The lynching of Leo Frank, a prominent Jewish businessman in Atlanta, alarmed Jewish Americans in 1915. He was falsely accused and convicted of killing a worker, Mary Phagan, in the pencil factory that he managed. After Georgia Governor John M. Slaton stayed Frank's execution because of a lack of evidence, a mob dragged him from the jail and lynched him. Though an isolated tragedy, it caused a ripple effect of fear. Decades later, in 1986, Frank was granted a posthumous pardon while evidence now points to the guilt of Jim Conley, a janitor in the factory who falsely accused Frank of the murder during the trial.

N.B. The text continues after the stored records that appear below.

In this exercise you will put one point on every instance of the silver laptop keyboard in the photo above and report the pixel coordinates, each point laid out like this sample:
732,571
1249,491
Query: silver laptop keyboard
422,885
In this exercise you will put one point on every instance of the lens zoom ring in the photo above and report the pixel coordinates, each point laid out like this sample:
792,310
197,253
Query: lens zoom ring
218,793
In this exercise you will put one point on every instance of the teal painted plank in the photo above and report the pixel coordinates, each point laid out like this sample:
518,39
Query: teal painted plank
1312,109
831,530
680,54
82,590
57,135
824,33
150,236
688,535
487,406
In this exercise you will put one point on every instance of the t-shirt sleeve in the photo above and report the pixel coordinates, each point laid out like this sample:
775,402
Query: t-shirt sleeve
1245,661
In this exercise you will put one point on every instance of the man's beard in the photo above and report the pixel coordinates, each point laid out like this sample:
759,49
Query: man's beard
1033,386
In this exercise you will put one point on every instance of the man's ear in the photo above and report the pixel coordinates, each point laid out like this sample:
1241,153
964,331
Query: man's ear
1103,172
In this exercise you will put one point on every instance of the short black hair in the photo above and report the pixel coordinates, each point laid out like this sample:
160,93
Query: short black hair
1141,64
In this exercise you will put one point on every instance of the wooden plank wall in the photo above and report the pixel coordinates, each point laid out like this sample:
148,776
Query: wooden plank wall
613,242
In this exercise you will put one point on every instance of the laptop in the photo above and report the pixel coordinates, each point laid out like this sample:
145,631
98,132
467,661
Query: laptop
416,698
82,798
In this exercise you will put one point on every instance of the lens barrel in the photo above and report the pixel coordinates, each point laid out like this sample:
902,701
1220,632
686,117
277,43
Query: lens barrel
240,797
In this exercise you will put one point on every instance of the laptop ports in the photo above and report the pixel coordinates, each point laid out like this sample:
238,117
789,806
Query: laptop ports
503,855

The Leo Frank incident also led to a resurgence of the Ku Klux Klan (KKK). By the mid-1920s, the KKK claimed to have four million members, more than all the Jews in the United States. In the midst of this turmoil and despite protestations at the time, President Woodrow Wilson nominated Louis D. Brandeis to the Supreme Court in 1916. As the first Jew to serve on the Court, Justice Brandeis had to endure bitter taunts, particularly from fellow justice James C. McReynolds. In the 1920s, Henry Ford, who revolutionized mass production in American industry, relentlessly blamed Jewish Americans for many of the nation's ills in his newspaper, The Dearborn Independent. It was only after World War II that barriers to Jewish Americans began to dissipate in America.